In some cases this puts funds permanently behind the curve and can only be fixed with massive infusions of taxpayer cash or draconian benefit cuts, neither of which are feasible in a system that punishes hard choices. The next chart shows how much more the worst offenders would have to contribute to their plans to get by with honest future return assumptions. For Illinois, Kentucky and New Jersey this will never happen.
What does all this mean? A few things:
In the next bear market the pension funds that are already wildly underfunded will fall into a financial black hole from which they’ll never be able to escape.
Those states and cities – many of which are issuing bonds to cover their day-to-day expenses – will be exposed as junk credits (as Chicago was recently) and will have to either pay way up to borrow or enact some combination of tax increases (politically almost impossible) or pension benefit cuts (legally impossible in many places) which will cause chaos without fixing the underlying problem.
The weakest cities and the states in which they reside will be forced to default on some of their obligations, stiffing suppliers, creditors, and/or employees. This will throw the municipal bond market into chaos as investors, worried that the next Chicago is lurking in their portfolios, dump the whole muni sector.

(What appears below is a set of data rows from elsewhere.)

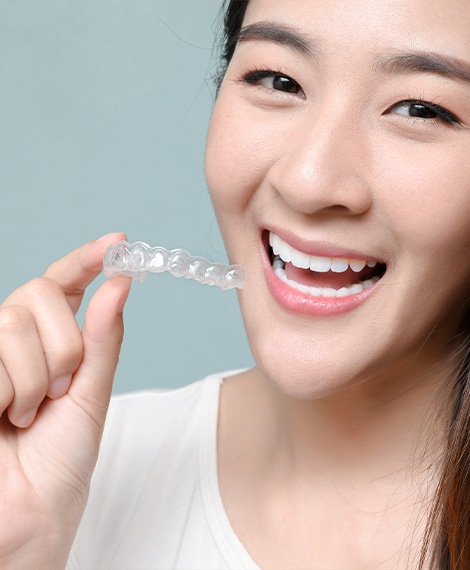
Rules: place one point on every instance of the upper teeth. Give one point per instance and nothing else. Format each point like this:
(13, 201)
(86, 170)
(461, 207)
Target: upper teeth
(316, 263)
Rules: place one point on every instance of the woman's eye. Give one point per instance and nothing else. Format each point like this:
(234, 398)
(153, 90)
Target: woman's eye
(274, 81)
(424, 110)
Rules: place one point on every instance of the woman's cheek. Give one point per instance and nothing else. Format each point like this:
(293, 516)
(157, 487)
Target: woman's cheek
(238, 156)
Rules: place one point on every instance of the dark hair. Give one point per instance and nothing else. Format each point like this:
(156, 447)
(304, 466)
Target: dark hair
(233, 13)
(447, 536)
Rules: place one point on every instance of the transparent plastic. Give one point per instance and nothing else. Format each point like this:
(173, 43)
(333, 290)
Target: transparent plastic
(138, 259)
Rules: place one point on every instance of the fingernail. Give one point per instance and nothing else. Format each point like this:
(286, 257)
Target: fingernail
(107, 236)
(122, 302)
(26, 419)
(60, 386)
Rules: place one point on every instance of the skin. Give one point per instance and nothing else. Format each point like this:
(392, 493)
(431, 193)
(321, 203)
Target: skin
(45, 470)
(338, 409)
(325, 470)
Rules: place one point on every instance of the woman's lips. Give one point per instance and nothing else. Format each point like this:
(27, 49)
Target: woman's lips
(340, 286)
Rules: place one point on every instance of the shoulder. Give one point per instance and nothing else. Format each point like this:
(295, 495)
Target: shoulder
(141, 423)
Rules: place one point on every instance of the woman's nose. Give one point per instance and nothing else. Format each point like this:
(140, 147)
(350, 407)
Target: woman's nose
(324, 166)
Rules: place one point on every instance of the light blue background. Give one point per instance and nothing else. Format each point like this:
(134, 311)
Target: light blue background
(104, 108)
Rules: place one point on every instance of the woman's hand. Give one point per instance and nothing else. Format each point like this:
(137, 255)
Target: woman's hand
(55, 385)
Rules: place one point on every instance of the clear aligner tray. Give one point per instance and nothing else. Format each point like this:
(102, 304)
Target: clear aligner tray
(138, 259)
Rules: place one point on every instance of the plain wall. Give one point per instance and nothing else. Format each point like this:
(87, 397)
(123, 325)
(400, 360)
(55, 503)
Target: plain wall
(104, 107)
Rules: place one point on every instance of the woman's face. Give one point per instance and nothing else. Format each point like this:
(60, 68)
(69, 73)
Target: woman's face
(342, 132)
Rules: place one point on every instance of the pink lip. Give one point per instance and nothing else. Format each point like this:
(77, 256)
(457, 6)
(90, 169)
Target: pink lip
(298, 302)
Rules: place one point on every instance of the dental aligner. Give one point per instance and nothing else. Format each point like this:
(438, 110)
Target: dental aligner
(138, 259)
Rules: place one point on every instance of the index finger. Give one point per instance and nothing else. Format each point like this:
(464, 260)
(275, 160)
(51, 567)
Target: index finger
(79, 268)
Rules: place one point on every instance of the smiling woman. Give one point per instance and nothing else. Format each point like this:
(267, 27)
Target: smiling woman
(337, 163)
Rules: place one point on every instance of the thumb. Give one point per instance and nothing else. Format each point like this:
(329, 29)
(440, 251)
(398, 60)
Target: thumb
(102, 337)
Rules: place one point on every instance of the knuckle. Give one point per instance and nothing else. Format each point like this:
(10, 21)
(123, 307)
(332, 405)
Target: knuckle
(15, 318)
(67, 357)
(6, 396)
(42, 286)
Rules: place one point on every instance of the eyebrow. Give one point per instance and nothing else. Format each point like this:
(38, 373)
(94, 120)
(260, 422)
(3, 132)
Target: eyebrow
(426, 62)
(279, 34)
(405, 62)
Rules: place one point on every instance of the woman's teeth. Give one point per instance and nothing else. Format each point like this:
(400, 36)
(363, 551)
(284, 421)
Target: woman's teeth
(319, 264)
(284, 253)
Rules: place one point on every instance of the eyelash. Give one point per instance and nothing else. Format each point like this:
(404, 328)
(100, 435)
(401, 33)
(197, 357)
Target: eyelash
(442, 113)
(255, 76)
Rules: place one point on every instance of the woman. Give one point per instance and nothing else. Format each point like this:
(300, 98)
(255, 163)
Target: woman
(337, 161)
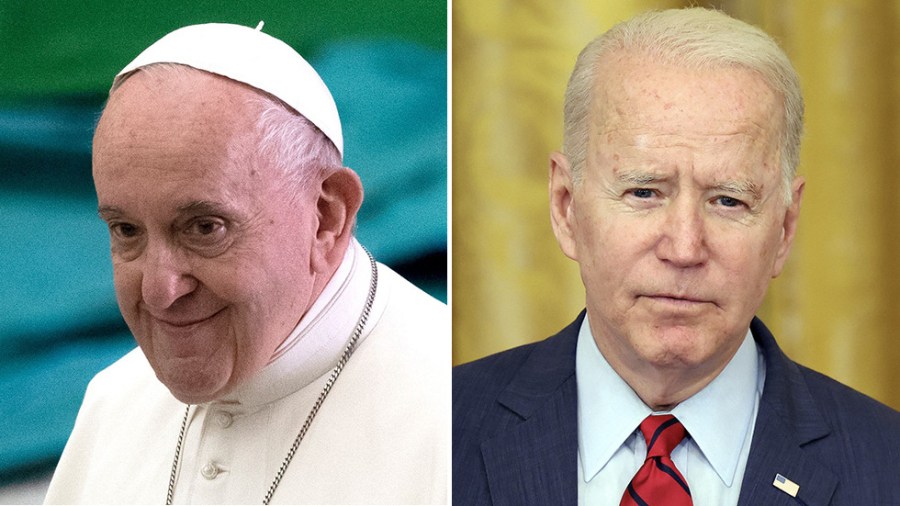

Faced with a cascade failure of a crucial part of the fixed income universe, the federal government will react the way it did when the mortgage market imploded in 2008, with a massive taxpayer funded bailout.
At which point there’s a good chance of the crisis spreading from pensions to currencies, as the world finally realizes that the bailouts are just beginning, with US states and cities soon to be followed by student loans, emerging markets, and European failed states. So keep an eye on Chicago and be ready to bail when that ship starts sinking.